Musically, the record remains audacious and unhinged throughout, but it would be as wrong to claim this is something new as it would be to try to contextualize this record or Danny in terms of other records or rappers. Because Atrocity Exhibition, like Danny, is something wholly singular, but it is always speaking in languages we’re familiar with, for it needs us to feel it. Primarily, it’s speaking the language of rap and the language of pain. It’s on closer “Hell For It” that Danny pulls back the curtains one last time. It’s like an encore of him alone at a keyboard, spitting bars with a serene acceptance of his lot. The creases in his face soften. He tells himself that he’s “the greatest alive.” He tells us that this was all for us.
“I lived through that shit / so you don’t have to go through it / Stepping stones in my life / Hot coals / Walk with me / Listen when I speak / Every time talk with me / Couple screws loose / You don’t want to start / with me.”

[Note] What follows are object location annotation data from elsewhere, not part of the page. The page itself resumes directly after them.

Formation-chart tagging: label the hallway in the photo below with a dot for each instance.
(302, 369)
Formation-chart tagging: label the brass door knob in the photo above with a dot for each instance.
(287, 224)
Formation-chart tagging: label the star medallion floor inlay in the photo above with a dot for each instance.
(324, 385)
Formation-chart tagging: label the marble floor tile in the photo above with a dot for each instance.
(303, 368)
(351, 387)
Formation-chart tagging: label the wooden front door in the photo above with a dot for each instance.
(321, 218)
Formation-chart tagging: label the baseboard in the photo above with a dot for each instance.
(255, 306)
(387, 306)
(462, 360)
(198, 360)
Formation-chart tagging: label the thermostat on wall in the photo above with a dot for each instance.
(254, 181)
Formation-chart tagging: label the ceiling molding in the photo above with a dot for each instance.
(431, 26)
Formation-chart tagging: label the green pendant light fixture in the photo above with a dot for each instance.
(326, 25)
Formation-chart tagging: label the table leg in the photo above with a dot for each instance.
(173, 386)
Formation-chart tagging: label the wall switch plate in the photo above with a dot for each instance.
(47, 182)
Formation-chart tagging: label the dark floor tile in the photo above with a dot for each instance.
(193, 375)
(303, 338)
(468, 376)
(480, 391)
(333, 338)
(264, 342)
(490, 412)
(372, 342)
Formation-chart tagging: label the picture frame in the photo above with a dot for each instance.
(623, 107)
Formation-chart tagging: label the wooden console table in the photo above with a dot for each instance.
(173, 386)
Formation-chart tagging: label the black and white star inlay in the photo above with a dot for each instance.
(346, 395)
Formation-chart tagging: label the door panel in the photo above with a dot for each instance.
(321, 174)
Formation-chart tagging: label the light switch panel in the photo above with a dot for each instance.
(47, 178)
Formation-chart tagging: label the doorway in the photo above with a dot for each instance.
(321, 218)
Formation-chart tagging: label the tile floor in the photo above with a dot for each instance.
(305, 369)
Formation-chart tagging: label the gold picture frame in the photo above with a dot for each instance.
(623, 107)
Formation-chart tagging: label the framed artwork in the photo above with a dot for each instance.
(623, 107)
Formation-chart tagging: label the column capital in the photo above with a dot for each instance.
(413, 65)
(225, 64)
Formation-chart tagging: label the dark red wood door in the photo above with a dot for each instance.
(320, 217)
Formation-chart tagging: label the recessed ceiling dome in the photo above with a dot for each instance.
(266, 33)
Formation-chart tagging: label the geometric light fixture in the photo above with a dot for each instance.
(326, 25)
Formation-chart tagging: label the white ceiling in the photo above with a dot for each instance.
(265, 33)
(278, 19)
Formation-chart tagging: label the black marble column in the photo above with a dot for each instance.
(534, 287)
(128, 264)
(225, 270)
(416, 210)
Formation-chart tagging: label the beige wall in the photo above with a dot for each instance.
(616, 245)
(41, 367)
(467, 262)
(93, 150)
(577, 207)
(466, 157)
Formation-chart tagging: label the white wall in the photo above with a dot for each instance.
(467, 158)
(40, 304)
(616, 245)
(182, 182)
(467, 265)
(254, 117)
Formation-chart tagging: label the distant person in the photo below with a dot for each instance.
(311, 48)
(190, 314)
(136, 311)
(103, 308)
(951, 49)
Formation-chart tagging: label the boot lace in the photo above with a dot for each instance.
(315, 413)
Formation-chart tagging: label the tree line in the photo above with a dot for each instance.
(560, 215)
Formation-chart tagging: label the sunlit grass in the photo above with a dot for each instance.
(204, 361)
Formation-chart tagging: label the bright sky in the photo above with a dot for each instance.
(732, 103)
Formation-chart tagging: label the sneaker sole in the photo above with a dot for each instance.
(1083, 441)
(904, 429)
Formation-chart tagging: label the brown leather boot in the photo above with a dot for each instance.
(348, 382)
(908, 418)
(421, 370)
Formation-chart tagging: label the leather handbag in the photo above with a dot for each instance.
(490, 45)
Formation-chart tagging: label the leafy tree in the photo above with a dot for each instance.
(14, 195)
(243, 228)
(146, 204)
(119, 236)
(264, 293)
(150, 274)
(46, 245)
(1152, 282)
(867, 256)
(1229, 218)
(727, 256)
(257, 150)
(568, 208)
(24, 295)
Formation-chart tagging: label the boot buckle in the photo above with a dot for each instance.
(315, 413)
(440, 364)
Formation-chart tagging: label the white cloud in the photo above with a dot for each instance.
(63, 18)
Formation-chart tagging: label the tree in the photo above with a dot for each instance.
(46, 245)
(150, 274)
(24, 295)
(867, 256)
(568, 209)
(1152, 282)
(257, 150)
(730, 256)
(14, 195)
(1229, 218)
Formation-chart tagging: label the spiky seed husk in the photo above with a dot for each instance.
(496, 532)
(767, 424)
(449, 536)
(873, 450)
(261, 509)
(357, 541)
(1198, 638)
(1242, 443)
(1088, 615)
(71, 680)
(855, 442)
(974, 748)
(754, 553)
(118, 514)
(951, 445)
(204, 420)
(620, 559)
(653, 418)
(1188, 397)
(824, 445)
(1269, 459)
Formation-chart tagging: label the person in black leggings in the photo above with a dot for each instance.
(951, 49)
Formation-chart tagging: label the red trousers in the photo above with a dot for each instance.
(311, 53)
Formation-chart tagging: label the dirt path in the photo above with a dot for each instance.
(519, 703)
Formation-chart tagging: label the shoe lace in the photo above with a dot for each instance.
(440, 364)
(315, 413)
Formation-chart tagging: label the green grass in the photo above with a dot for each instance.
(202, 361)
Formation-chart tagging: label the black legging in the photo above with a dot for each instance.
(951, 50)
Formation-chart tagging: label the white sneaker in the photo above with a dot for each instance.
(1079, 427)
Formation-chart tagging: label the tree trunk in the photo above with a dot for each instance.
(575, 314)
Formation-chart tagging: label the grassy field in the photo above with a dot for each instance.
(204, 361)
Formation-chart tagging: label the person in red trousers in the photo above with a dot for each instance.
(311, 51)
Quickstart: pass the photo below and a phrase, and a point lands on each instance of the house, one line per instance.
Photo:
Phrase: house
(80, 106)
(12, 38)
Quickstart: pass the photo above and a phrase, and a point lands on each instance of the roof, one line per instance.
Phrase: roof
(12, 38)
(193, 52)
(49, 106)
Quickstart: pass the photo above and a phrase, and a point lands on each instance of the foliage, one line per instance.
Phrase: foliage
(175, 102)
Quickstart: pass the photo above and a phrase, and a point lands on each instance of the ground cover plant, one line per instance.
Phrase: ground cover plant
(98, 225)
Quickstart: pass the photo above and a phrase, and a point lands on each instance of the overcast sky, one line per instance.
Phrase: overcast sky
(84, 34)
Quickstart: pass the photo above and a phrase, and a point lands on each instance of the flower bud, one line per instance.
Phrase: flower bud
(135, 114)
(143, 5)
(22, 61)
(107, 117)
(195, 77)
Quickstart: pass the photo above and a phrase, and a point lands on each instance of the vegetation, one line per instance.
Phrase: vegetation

All is not lost for you and me, or at least that’s what Danny prays. He’s sending us singing telegrams from the living underworld, warnings. The fire that is this record isn’t just a visceral thing, it belongs to perdition. The tears that Danny cries aren’t just self-pitying, they’re benevolent (even as he’s “wishing that it rain” to mask them). How can a rap record this goddamn hard also be so intent on leaving us behind in the hands of grace, pushing us up as it falls? Danny seals his fate to keep the ice from cracking underneath us. We watch him sink as the ground turns glass, for us to watch the exhibit. The life that he never really glamorized, well, on Atrocity Exhibition he embraces it to betray it.
“Holy Spirit / When I look / I cannot see / reflection in the mirror / Broke bread with the Judas / and I think I see it clearer.”
To paraphrase Hamlet, the play’s the thing that captures our conscience. The ferocity of Danny Brown’s nasty art should repulse us, but instead it draws us in and owns us because of the way in which he delivers it—for our entertainment. More than that, it’s ugliness as beatitude, poetry of filth. Because of this, we Danny Brown fans care more about Danny than we even care about a lot of people that we actually know. We see Danny’s humanity, we hear his illness, we fear for his future, and we nod our heads to these beats and his irrepressible flow, laugh-crying at his punchlines. Because he lets us. If only we could have the same level of empathy for everyone without needing the exhibition, maybe atrocities would cease.
But that would not be the “cold, cold world” that Danny knows, that he details for us in lurid rhyme. So we need the atrocity exhibition to make us feel past the numbness, and we need it to numb ourselves when we can’t let ourselves feel the pain closest to us. But most of all, we need it to know something of what Danny knows, so that we won’t be forsaken like him. We need it to purge us from what makes us like him, to keep from getting caught in the loop that Danny’s fed and feeding, as the serpent eats its tail. We need something to be destroyed and for that to be shown to us, in order for us to have eyes that see, ears that hear.
This is why the world needed a Judas. This is why we need Danny Brown.
His truth is marching on; it’s the downward spiral.